Currency:USD Category:Everything Else / Other Start Price:24,000.00 USD Estimated At:40,000.00 - 55,000.00 USD
[L#1025] 1807 Bust Left $5 NGC MS65
Lustrous but deep greenish golden frostiness dominates the surfaces of this beautiful coin, with a particular glow to the reverse fields. The surfaces are immaculate; devices very sharp, in fact, struck with almost mathematical precision by the dies. Truly remarkable in this state of preservation.

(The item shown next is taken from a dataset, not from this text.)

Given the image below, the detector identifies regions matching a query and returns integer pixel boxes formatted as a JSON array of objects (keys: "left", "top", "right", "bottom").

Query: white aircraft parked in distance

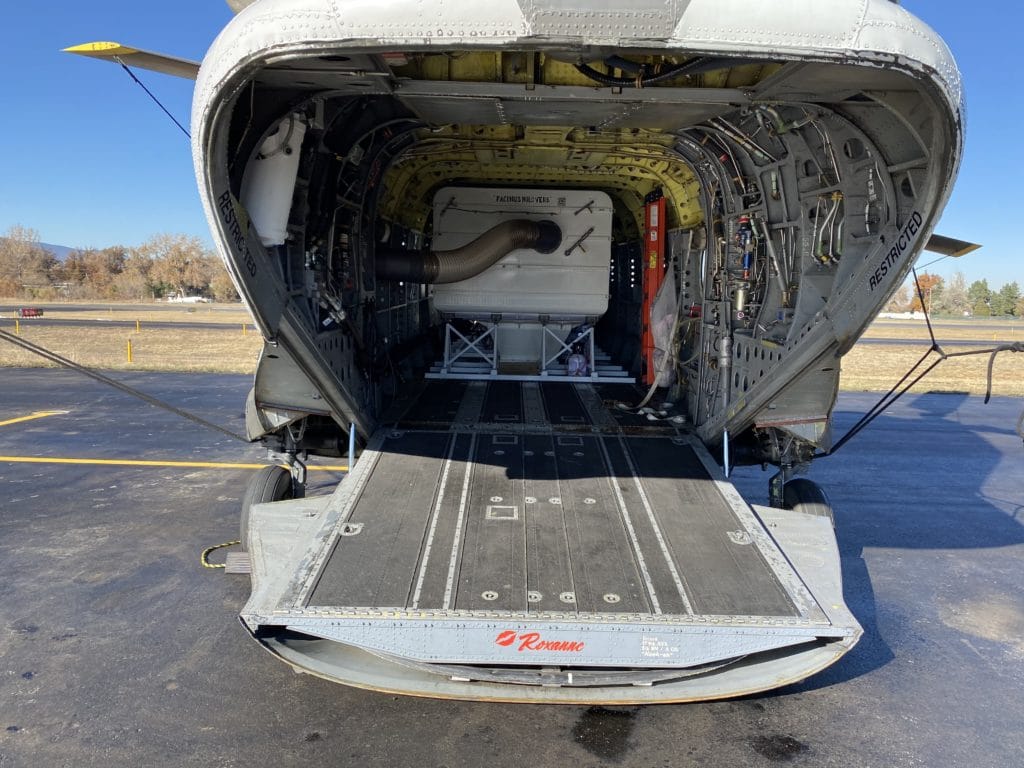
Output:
[{"left": 71, "top": 0, "right": 972, "bottom": 703}]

What ever became of all the early Half Eagles? Why was their mintage so large, and yet today only a few survive? Listen to Neil Carothers (Fractional Money) recount one of the problems plaguing the American Mint in its early days:

"General economic forces were also unfavorable to coinage progress. The ratio of 15 to 1, very close to the world's market ratio when Hamilton selected it [1792], was out of line before the end of the century. By 1799 the ratio in Hamburg and London was 15-3/4 to 1. At this rate it did not pay to take gold bullion to the mint. Gold was not imported when the balance of trade brought metal to the United States. The coinage of silver exceeded gold coinage each year save one in the period from 1805 to 1834. Gold coinage did not cease, however, small supplies of bullion coming from Mexico, the West Indies, and in later years from Georgia and North Carolina. Market reactions to metal values were not sensitive in that day, and the coinage of gold continued in the face of an adverse ratio. But United States gold was not a general medium of circulation after 1800, and after 1825, when a dollar in gold had reached a value of $1.02 of silver, it ceased to circulate entirely." Unlike the similarly designed Bust Half Dollars of this period, the Bust $5 gold pieces nearly all disappeared.